La veille de la procession, les pèlerins affluent. Ils viennent de Tunis, de
Paris et du monde entier. Dès le matin, ils allument des bougies pour tous
les êtres chers qui n’ont pas pu les accompagner. Les rabbins récitent des
prières et bénissent des fruits secs, symboles d’abondance et de fertilité,
et de la Boukha, eau de vie de figue, qui sont ensuite distribués à la
ronde. Cette coutume qui accompagne la visite des lieux saints en Afrique du
Nord est d’ailleurs partagée par les musulmans.
... sur un lieu sacré
Parmi tous les lieux de culte d’Afrique du Nord, la Ghriba est considéré
comme le plus sacré. “C’est l’antichambre de Jérusalem”, entend-on souvent
dire à Djerba. Selon la tradition orale des rabbins de Tunisie, l’histoire
de ce lieu saint remonterait à la destruction du premier temple de Jérusalem
par le roi Nabuchodonosor, en 565 avant l’ère chrétienne. Les serviteurs du
temple, les Cohanims (pluriel de Cohen), ayant échappé au massacre,
réussirent à emporter l’une des portes (ou était-ce une dalle ?) du temple.
Ils s’enfuirent en bateau, en suivant la route (où étaient-ils simplement
poussés par les vents ?) des Phéniciens bâtisseurs de Carthage, et celle
d’Ulysse qui, retenu à Djerba par des fleurs enivrantes, lui avait donné le
nom d’Ile des Lotophages.
Les Cohanims choisirent donc cette île aux mille fééries qui, croulant sous
les arbres fruitiers, néfliers, pêchers, figuiers, évoquait pour eux le
jardin d’Eden. Ils y battirent la première synagogue d’Afrique sous laquelle
ils célèbrent la précieuse relique du temple. La synagogue actuelle, érigée
au siècle dernier, le fut sur le même emplacement. Rejoints au fil des
siècles par les descendants des autres tribus d’Israël, les juifs de Djerba
convertirent au judaisme les tribus berbères locales - dont la plupart
seront ultérieurement islamisées par les Arabes.

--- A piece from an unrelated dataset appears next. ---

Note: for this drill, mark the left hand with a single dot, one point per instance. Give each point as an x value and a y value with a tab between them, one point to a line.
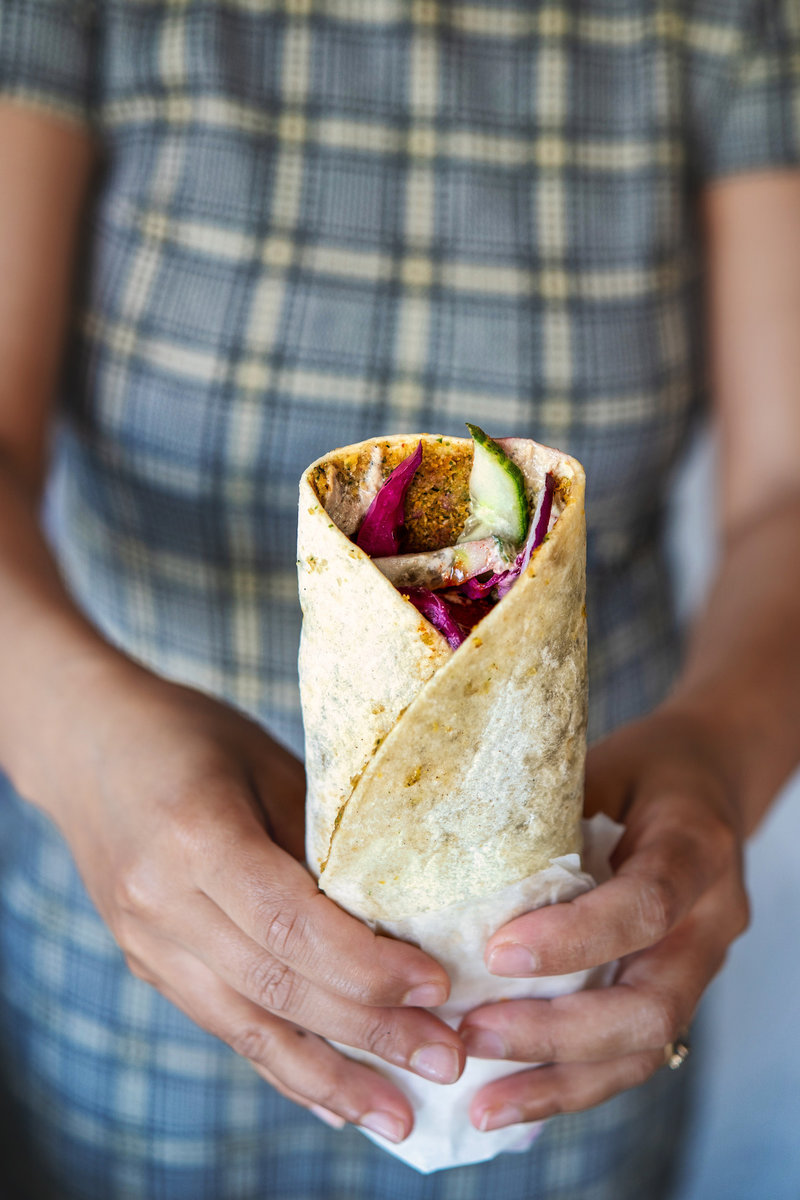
671	911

Le mot Ghriba signifie l’étrangère, l’étonnante, la
solitaire. Une autre légende dit que la synagogue devrait son nom à une très
belle femme venue de nulle part, qui aurait installé sa hutte à peu de
distance du village juif de Hara Sghira. Cette femme aurait été entourée
d’une aura de sainteté et elle aurait eu des dons miraculeux de guérison.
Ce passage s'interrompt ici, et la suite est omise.